Dalam kegiatan tersebut, para peserta didik berkesempatan mengamati secara langsung kehidupan masyarakat Desa Balun yang terdiri atas pemeluk agama Islam, Kristen, dan Hindu yang hidup berdampingan secara damai. Salah satu keunikan desa ini adalah keberadaan sarana ibadah yang saling berdekatan, yaitu pura di sebelah kiri, masjid di tengah, dan gereja di seberang jalan sebelah kanan. Pemandangan tersebut menjadi bukti nyata bahwa perbedaan keyakinan tidak menjadi penghalang untuk hidup rukun dan saling menghormati.

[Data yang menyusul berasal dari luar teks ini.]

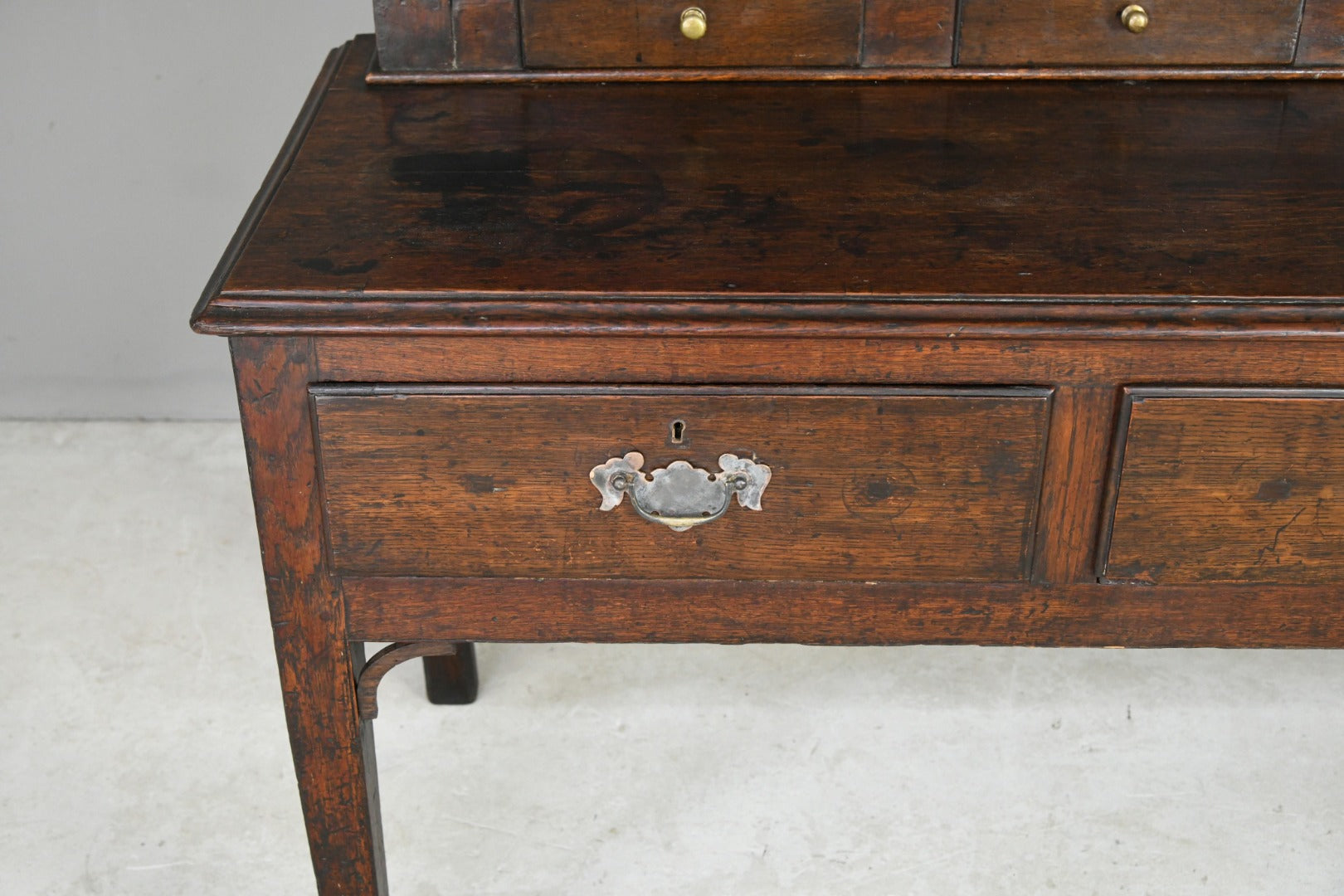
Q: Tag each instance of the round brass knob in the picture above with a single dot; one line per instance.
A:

Kepala SMP Negeri 1 Sugio, Dr. Hj. Hibatun Wafiroh, S.Pd.Si., M.Pd., menyampaikan bahwa keragaman agama yang ada di Desa Balun merupakan fenomena sosial yang sangat menarik dan layak dijadikan sumber pembelajaran bagi generasi muda.
"Desa Balun memberikan pelajaran berharga kepada anak-anak tentang pentingnya menjaga persatuan di tengah keberagaman. Melalui kegiatan ini, kami berharap peserta didik dapat memahami dan mengamalkan nilai-nilai Pancasila, khususnya sikap toleransi, saling menghormati, dan hidup berdampingan secara harmonis dalam kehidupan sehari-hari," tuturnya.

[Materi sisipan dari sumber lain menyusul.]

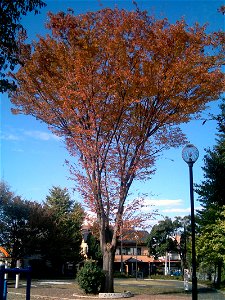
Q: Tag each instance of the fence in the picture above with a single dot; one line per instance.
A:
(3, 281)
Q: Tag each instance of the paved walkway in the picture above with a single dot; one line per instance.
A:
(161, 290)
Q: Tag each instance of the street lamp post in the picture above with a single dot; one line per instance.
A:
(190, 155)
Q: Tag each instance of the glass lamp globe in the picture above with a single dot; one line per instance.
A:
(190, 154)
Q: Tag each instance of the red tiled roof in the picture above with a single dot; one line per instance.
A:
(143, 258)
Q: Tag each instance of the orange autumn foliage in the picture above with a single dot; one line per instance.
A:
(116, 85)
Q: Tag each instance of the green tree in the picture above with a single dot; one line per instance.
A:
(23, 224)
(11, 13)
(65, 233)
(210, 242)
(162, 238)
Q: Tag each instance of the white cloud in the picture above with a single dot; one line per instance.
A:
(41, 135)
(163, 202)
(9, 137)
(177, 210)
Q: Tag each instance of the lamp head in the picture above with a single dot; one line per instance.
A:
(190, 154)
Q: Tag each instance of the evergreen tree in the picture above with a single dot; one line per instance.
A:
(211, 242)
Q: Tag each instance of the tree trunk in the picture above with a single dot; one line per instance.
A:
(108, 262)
(219, 274)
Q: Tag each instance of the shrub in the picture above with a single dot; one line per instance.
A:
(90, 278)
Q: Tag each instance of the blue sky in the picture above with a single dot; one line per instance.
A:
(32, 159)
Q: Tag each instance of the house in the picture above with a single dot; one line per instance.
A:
(132, 256)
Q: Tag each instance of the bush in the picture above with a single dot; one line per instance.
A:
(90, 278)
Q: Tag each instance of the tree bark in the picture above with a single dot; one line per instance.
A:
(108, 263)
(219, 274)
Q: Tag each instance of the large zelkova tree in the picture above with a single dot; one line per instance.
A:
(116, 85)
(211, 239)
(11, 32)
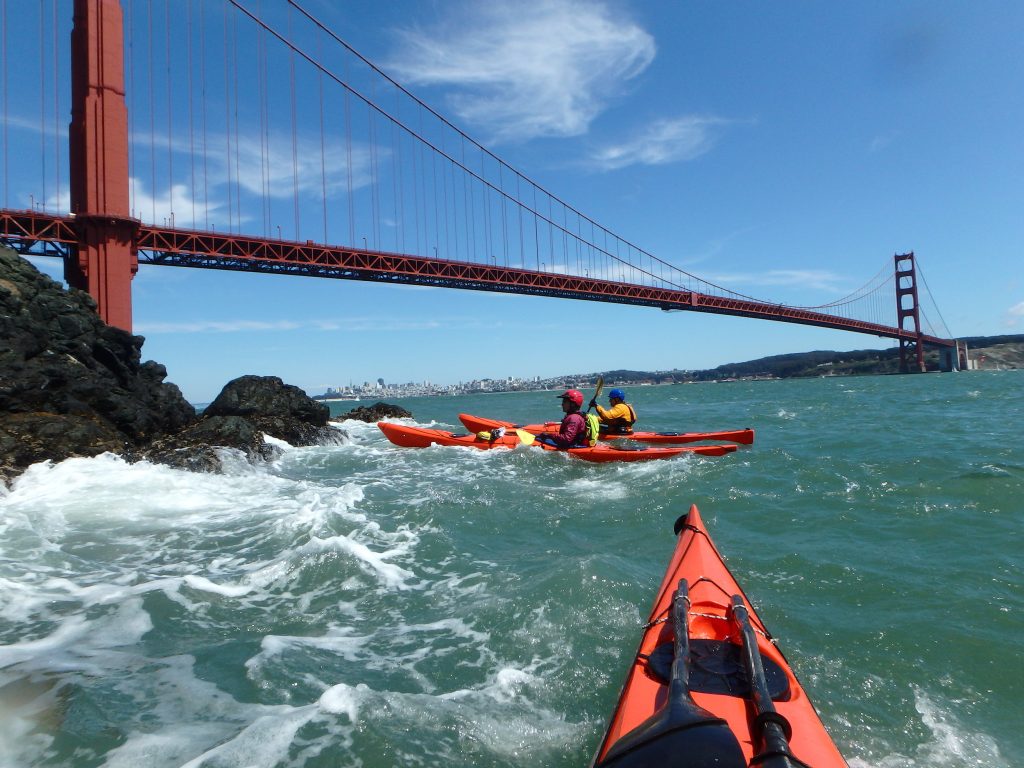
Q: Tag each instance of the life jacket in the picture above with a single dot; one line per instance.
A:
(587, 437)
(593, 430)
(622, 426)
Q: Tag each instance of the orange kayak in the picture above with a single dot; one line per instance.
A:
(406, 436)
(744, 436)
(709, 686)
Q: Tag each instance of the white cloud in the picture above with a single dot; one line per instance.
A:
(662, 142)
(818, 280)
(1014, 315)
(546, 68)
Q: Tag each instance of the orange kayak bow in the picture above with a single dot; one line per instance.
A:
(709, 686)
(408, 436)
(744, 436)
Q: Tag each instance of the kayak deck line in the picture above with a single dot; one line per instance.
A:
(740, 436)
(671, 709)
(412, 436)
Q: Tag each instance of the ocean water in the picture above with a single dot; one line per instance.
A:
(370, 605)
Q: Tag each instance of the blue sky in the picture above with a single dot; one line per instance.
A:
(783, 151)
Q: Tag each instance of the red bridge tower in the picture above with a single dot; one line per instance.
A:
(905, 271)
(108, 256)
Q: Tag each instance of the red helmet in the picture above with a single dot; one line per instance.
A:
(572, 394)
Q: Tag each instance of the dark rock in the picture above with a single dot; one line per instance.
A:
(71, 385)
(376, 413)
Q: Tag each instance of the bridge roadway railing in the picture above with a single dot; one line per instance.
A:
(33, 231)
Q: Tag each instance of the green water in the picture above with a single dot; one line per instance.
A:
(369, 605)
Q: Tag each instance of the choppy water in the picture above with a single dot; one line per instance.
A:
(369, 605)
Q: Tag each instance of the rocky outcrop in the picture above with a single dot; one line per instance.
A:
(247, 409)
(376, 413)
(71, 385)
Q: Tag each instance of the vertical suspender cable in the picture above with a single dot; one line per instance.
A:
(264, 117)
(235, 123)
(227, 125)
(192, 122)
(518, 203)
(42, 99)
(132, 173)
(3, 55)
(420, 246)
(320, 83)
(202, 67)
(469, 203)
(153, 118)
(170, 113)
(348, 165)
(400, 186)
(375, 200)
(56, 110)
(295, 145)
(394, 186)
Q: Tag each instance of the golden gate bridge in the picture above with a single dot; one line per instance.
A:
(216, 136)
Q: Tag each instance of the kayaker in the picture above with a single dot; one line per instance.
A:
(572, 430)
(620, 418)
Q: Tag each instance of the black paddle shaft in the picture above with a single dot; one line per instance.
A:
(681, 733)
(774, 729)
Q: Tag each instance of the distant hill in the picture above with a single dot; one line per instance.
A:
(989, 352)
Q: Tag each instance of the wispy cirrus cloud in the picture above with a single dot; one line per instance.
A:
(520, 71)
(662, 142)
(818, 280)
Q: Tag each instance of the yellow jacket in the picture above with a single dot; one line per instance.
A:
(619, 418)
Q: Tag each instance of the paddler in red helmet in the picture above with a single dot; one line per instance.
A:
(572, 431)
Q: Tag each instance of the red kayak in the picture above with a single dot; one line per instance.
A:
(745, 436)
(406, 436)
(709, 686)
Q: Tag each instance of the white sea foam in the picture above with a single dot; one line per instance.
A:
(950, 745)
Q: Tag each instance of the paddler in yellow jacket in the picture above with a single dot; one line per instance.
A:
(620, 418)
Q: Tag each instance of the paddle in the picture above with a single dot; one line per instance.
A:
(774, 729)
(525, 437)
(682, 731)
(597, 390)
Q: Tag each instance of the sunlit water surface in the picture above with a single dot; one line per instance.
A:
(370, 605)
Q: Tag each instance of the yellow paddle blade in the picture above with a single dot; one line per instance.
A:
(524, 437)
(597, 390)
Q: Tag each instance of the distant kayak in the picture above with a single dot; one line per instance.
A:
(744, 436)
(708, 685)
(408, 436)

Lebih lanjut, beliau menjelaskan bahwa sebutan “Desa Pancasila” melekat pada Desa Balun karena desa tersebut merepresentasikan nilai-nilai Pancasila dalam kehidupan masyarakatnya. Sebutan tersebut muncul dari berbagai penelitian mengenai keragaman masyarakat Desa Balun yang kemudian dikenal luas oleh masyarakat Indonesia.

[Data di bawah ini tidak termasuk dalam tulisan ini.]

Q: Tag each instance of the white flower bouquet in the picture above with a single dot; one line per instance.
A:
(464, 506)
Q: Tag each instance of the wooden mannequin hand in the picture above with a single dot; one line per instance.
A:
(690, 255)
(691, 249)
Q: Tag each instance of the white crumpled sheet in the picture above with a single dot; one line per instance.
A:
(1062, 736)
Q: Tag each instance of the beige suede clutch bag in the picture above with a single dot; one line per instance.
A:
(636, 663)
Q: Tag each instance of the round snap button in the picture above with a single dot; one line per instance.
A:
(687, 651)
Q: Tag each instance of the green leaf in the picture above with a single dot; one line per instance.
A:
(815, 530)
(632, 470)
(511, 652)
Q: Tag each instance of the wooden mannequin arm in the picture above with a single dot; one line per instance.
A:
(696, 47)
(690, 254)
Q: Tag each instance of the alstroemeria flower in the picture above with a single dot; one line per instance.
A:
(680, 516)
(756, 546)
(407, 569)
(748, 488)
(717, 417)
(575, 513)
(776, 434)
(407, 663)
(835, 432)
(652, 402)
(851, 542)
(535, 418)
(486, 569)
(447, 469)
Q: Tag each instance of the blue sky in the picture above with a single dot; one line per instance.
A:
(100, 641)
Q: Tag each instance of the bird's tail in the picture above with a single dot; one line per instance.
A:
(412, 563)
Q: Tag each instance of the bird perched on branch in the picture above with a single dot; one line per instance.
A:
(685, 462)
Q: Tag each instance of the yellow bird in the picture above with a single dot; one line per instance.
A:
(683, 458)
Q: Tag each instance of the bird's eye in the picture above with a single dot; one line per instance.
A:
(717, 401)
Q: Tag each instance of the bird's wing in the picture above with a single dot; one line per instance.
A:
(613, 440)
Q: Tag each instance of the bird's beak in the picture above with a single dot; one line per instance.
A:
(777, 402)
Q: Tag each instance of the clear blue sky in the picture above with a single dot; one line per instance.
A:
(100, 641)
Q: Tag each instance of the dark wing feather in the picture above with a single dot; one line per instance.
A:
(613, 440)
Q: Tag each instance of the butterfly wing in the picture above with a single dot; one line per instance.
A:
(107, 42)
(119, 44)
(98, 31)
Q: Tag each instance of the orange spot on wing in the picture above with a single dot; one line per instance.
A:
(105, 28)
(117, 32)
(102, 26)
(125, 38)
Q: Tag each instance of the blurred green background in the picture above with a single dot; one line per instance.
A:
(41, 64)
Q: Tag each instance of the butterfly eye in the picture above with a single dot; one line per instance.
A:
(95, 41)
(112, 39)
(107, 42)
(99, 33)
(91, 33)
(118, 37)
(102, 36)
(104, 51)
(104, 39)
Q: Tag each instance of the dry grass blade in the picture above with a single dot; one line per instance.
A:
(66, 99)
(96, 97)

Sementara itu salah satu guru pendamping kegiatan yaitu Ibu Mar’atus Sholikhah, S.Pd. menuturkan bahwa kegiatan ini merupakan salah satu bentuk kokurikuler yang diterapkan di sekolah untuk menguatkan karakter peserta didik.
“Studi Budaya ini merupakan kegiatan kokurikuler untuk menguatkan karakter peserta didik pada dimensi kewargaan. Semoga dengan pengalaman ini anak-anak semakin menyadari bahwa untuk menjadi warga yang baik harus memahami adanya perbedaan dan bertolerasnsi”, jelasnya.
Selama kegiatan berlangsung, para peserta tampak antusias mengikuti pemaparan materi, melakukan observasi lapangan, serta berdialog dengan masyarakat setempat. Mereka memperoleh wawasan baru tentang pentingnya menjaga persatuan bangsa di tengah perbedaan suku, budaya, dan agama.
Melalui kegiatan Studi Budaya ini, SMP Negeri 1 Sugio berharap dapat menanamkan karakter kewargaan yang baik kepada peserta didik, khususnya dalam aspek toleransi. Pengalaman belajar di luar kelas ini diharapkan menjadi bekal berharga bagi peserta didik untuk menjadi generasi yang toleran, menghargai perbedaan, dan mampu menjaga keutuhan Negara Kesatuan Republik Indonesia.